When I was in middle school in the 1980s I played pen and paper Dungeons and Dragons. I am not sure how many of you out there have played a pen and paper RPG, but it is rather different than the MMOs we have today. The pen and paper games could go on for days, usually depending on the Dungeon Master. We would gather at a friend’s house and usually get a game started on Friday after school and play well into the night, drinking soda and eating all sorts of junk food. We would break around midnight and rejoin later on Saturday to finish the adventure.
The game was set up much like any instance group. We had a warrior, some damage from wizards, help from rogues, and of course the cleric for heals. I liked playing the rogue. There was something fun about the sneaky guy who could move in and out of shadows. The skills were a bit different than the rogue in World of Warcraft, but he was in many ways the same character. He could pick locks and was able to move ahead of the group. As the rogue moved ahead of the group, I rolled the dice to make sure my stealth held, and if my skills were high enough, in parallel with the roll of the dice, I could hear what may lurk behind a closed door.
Dungeons and Dragons is still around, though it has fallen to the wayside in favor of MMOs and other RPGs. It still lives in books, online, and groups who gather to roll the dice and bring their characters to life. Though I haven’t played the game since my freshman year of high school, I have always harbored a love of fantasy.
I have been in Azeroth for about five years now. I think when I began, there were only 9 million users. There was so much for my eyes. I had taken a serious hiatus from technology for many years, but then bought a new Mac. Shortly after that, I heard about World of Warcraft and signed up.

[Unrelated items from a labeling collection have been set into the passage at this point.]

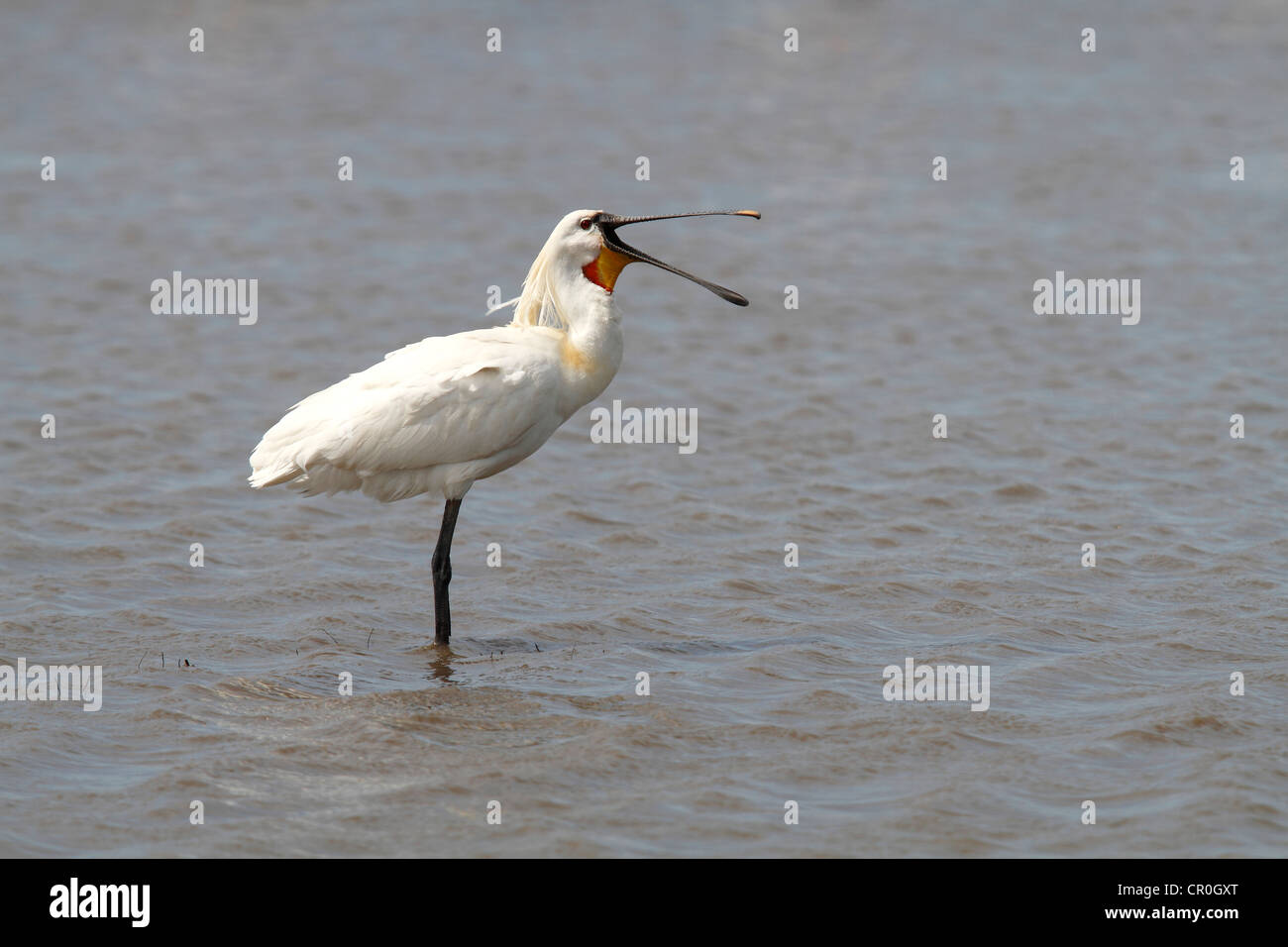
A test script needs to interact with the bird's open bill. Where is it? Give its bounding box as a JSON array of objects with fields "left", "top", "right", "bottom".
[{"left": 595, "top": 210, "right": 760, "bottom": 305}]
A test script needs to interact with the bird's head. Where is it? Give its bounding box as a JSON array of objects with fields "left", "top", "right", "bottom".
[{"left": 548, "top": 210, "right": 760, "bottom": 305}]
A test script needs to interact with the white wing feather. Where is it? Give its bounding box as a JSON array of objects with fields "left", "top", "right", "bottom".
[{"left": 249, "top": 326, "right": 567, "bottom": 501}]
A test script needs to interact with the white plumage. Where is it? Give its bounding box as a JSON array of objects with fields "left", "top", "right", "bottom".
[
  {"left": 249, "top": 211, "right": 622, "bottom": 502},
  {"left": 249, "top": 210, "right": 759, "bottom": 644}
]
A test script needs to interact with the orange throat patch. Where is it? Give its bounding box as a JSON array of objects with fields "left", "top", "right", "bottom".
[{"left": 581, "top": 246, "right": 634, "bottom": 292}]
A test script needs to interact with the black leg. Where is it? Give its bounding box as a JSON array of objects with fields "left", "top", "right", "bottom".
[{"left": 433, "top": 500, "right": 461, "bottom": 644}]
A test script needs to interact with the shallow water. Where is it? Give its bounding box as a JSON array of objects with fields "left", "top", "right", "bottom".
[{"left": 0, "top": 1, "right": 1288, "bottom": 856}]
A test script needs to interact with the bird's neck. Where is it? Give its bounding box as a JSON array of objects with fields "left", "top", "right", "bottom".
[{"left": 561, "top": 288, "right": 622, "bottom": 410}]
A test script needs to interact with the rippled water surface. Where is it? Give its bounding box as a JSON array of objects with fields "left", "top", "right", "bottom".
[{"left": 0, "top": 0, "right": 1288, "bottom": 856}]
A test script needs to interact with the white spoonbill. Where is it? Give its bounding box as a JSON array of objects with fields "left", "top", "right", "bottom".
[{"left": 249, "top": 210, "right": 760, "bottom": 644}]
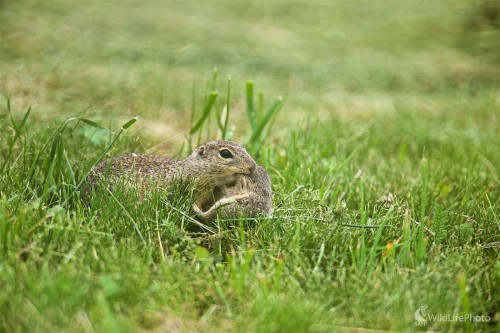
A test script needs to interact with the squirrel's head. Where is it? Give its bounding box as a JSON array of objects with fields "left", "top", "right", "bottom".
[{"left": 187, "top": 141, "right": 257, "bottom": 186}]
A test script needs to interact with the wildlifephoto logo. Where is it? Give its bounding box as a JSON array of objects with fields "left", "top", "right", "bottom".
[{"left": 414, "top": 304, "right": 491, "bottom": 326}]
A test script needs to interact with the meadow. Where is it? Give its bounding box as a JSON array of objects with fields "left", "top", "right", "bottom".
[{"left": 0, "top": 0, "right": 500, "bottom": 332}]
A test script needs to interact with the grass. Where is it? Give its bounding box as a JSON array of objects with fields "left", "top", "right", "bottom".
[{"left": 0, "top": 1, "right": 500, "bottom": 332}]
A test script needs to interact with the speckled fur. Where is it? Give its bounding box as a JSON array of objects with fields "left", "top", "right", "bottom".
[
  {"left": 84, "top": 141, "right": 257, "bottom": 206},
  {"left": 193, "top": 166, "right": 273, "bottom": 221}
]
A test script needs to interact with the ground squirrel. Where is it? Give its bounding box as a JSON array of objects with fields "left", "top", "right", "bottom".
[
  {"left": 87, "top": 141, "right": 272, "bottom": 221},
  {"left": 193, "top": 166, "right": 273, "bottom": 221}
]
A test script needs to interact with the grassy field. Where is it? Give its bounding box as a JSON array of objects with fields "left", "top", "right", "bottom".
[{"left": 0, "top": 0, "right": 500, "bottom": 332}]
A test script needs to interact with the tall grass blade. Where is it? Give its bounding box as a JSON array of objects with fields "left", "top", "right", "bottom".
[{"left": 189, "top": 91, "right": 219, "bottom": 134}]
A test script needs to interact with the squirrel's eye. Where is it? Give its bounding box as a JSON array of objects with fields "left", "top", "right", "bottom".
[{"left": 219, "top": 149, "right": 233, "bottom": 158}]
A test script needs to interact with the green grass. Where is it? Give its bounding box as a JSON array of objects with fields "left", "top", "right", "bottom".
[{"left": 0, "top": 1, "right": 500, "bottom": 332}]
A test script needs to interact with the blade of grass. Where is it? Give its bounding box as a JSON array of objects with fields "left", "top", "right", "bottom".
[{"left": 189, "top": 91, "right": 219, "bottom": 134}]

Like so many, I was amazed. Like so many, I came close to addiction level and spent many an hour in Azeroth. I had made friends and was having a wonderful time escaping/avoiding life. What amazed me, and still does to this day, was not only the detail of the world - but how it all operated. I am still baffled at how an MMO works, how when I hit a button, a signal is sent through the air to my wireless router, from there a wire carries that signal to the modem, which sends it via wire to God knows where through God knows how many switches to arrive at a server located in some bunker in California; once the signal of my keystroke arrives at the server, a signal is bounced out and around to (potentially) many, many people, through many, many wires, including myself - through the same channels from which I had originally sent it, the signal returns to my house, and the resulting action from my keystroke happens on my screen and all those around my character. Go figure.